Why is the Ryder Cup so entertaining to watch? There are probably a couple of reasons, but to me what matters most is that for the two biggest sports markets in the world, the US and Europe, there is a natural team to cheer for.
Many people believe that watching any kind of sports is not really fun if you’re neutral about whom you would like to win.
I don’t know if it’s appropriate to call it a natural desire of man to fight and win (I’m no sociologist), but there seems to be something about it. You want to see your team winning, if you don’t have a preferred team the game will appear to be boring.

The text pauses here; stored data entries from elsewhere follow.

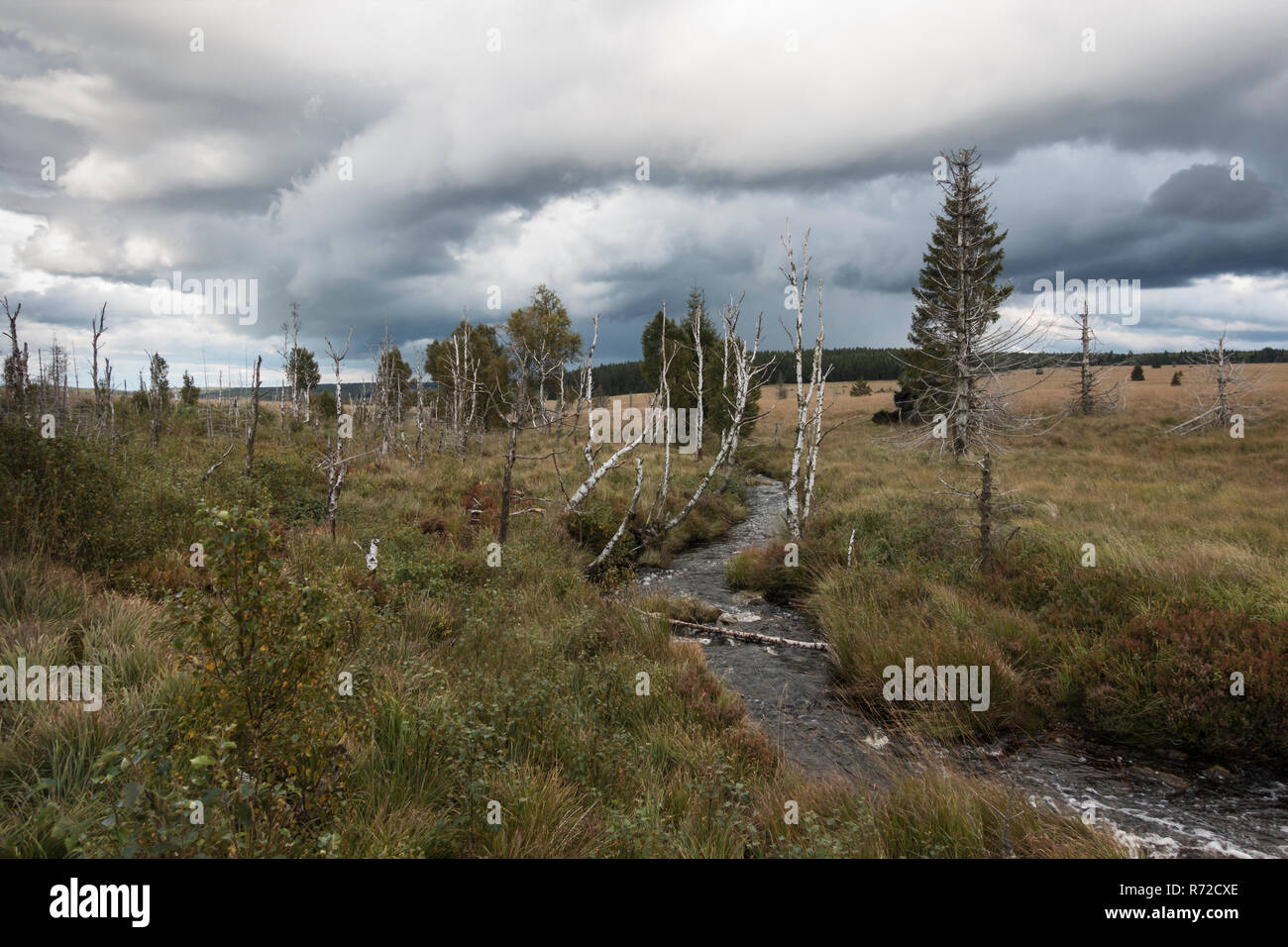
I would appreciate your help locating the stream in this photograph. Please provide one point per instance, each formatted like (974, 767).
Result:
(1162, 805)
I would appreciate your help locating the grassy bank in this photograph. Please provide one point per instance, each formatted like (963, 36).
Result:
(475, 692)
(1188, 587)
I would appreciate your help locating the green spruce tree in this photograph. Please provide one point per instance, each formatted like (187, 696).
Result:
(958, 292)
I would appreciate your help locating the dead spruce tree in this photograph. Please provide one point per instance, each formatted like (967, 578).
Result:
(1229, 402)
(1091, 392)
(966, 367)
(809, 399)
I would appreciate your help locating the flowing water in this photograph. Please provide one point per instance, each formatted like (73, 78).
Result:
(1157, 805)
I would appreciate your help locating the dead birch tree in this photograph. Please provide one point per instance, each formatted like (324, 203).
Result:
(1228, 403)
(253, 419)
(16, 365)
(99, 395)
(335, 462)
(809, 428)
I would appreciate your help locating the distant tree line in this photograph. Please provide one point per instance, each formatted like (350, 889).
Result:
(889, 364)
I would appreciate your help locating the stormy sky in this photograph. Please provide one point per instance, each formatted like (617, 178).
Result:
(389, 163)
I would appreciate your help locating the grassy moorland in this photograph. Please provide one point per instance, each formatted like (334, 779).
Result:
(281, 699)
(1190, 581)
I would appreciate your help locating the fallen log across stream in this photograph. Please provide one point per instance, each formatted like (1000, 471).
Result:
(739, 634)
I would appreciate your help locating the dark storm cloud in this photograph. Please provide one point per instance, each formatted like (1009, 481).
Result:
(473, 169)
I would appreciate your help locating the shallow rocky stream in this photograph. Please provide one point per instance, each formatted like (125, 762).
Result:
(1157, 805)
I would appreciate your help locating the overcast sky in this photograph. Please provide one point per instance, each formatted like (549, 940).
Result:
(498, 145)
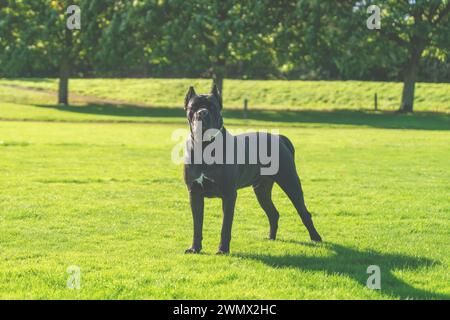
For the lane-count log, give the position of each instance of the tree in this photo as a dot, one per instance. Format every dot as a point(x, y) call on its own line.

Now imagine you’re not watching a game or the Ryder Cup, just imagine you’re sitting in a business meeting instead. I believe that there are times in meetings when it becomes boring if you don’t support a team. In this case, the team would then be a standpoint.
Even though I hear quite often that one should be professional and open to all points and directions in a meeting, we’re no TV commentators that have to take a neutral point of view. Why? Because if the meeting is well composed, there are people with different backgrounds, different experiences and different fields of knowledge in there. And yes, you’re allowed to cheer for and to support the most reasonable from you point, as it’s your job to bring in your perspective.
Sounds simple and reasonable, but too many people try to be neutral to prevent from being hurt or feel like losing. If you don’t have a team, you can’t lose.
Here’s something else we can learn from the Ryder Cup, in this case from the spectators on the course. 45.000 people were at the Celtic Manor Resort in Wales and as usual during the Ryder Cup, they drank a lot, they were loud and they cheered for their home team. But what I realized is how fair they were. When the American players were announced, they were applauded for and when someone from Team USA hit a great shot, he was also cheered for.
The simple message I get out of it: It’s great to support your point. But when someone else has a good point, consider it and “cheer” for it, too. Yes, the other point may win over yours, but if you handle it in a fair way, you will have given your contribution and enjoyed the process, just like the spectators at the Ryder Cup do, no matter who will win it in the end.